The link, it seems, originates from Smith’s close friendship with Scientology’s most famous face, Tom Cruise.
“I was introduced to [Scientology] through Tom, and I’m a student of world religion,” Smith told Access Hollywood in 2007. “I was raised in a Baptist household and went to a Catholic school, but the ideas of the Bible are 98 percent the same ideas as Scientology; 98 percent the same ideas as Buddhism or Hinduism.”
Smith added, “How you gon’ not know nothing about Scientology and attack [Tom]? It’s dangerous, and it’s ignorant. How am I going to condemn someone for what they believe and I believe God was born from a pregnant virgin?”
Well, according to Scientology’s former fixer/senior executive and the most knowledgeable Scientology-covering journalist, Smith is not a Scientologist.
The Daily Beast sat down with Mike Rinder and Tony Ortega, two of the subjects of Alex Gibney’s eye-opening HBO documentary-exposé, Going Clear: Scientology and the Prison of Belief, in theaters March 13 (and premiering on HBO March 29). Rinder was a second-generation Scientologist who was shipped off to Sea Org at the age of 6. Later, from 1982 to 2007, he served on the board of directors of Church of Scientology International and was their executive director of the Office of Special Affairs—essentially acting as one of their primary “fixers” responsible for putting out all manner of legal and PR fires. He left Scientology in 2007 after a dispute with its draconian chief, David Miscavige. Ortega is a journalist who’s been covering Scientology since 1995 and nailed several scoops while at The Village Voice. He started The Underground Bunker blog, which focuses on Scientology coverage, and is the executive editor of The Raw Story website.
When asked if Smith was a Scientologist, they both responded in unison: “Will Smith is not a Scientologist.” (Smith's representatives refused to comment.)
Ortega expanded a bit. “There’s not that many celebrities in Scientology, and the young ones were born into it, and the other ones people cite—Cruise, Travolta, and Kirstie Alley—got into it in the ’70s and ’80s.
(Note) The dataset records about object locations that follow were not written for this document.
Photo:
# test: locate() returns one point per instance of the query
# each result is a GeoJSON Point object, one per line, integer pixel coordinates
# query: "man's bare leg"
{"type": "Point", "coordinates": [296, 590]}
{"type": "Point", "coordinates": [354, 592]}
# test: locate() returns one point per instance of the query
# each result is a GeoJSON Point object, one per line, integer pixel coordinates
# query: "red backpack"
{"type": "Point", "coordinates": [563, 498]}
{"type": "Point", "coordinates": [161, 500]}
They have not attracted a major star in 25 years. The only young Scientologists on the celebrity scene were all born into it. Beck was born into it. Giovanni Ribisi was born into it.”
For years, Rinder was tasked with putting out many of the PR fires pertaining to acclaimed Scientologist John Travolta, basically acting as the Church of Scientology’s resident Olivia Pope (when I make the comparison, he laughs). When asked why so many celebrities have been drawn to the mysterious “religion” over the years, he pauses.
“Scientology works to attract celebrities and has a Celebrity Center right in Hollywood designed to cater to them and give them special treatment—red carpet, secret entrances where you can sneak in and out—and the other part of it is that Scientology presents itself as a self-help religion,” explains Rinder. “You learn and are indoctrinated into Scientology by the idea that you will improve things in your life.”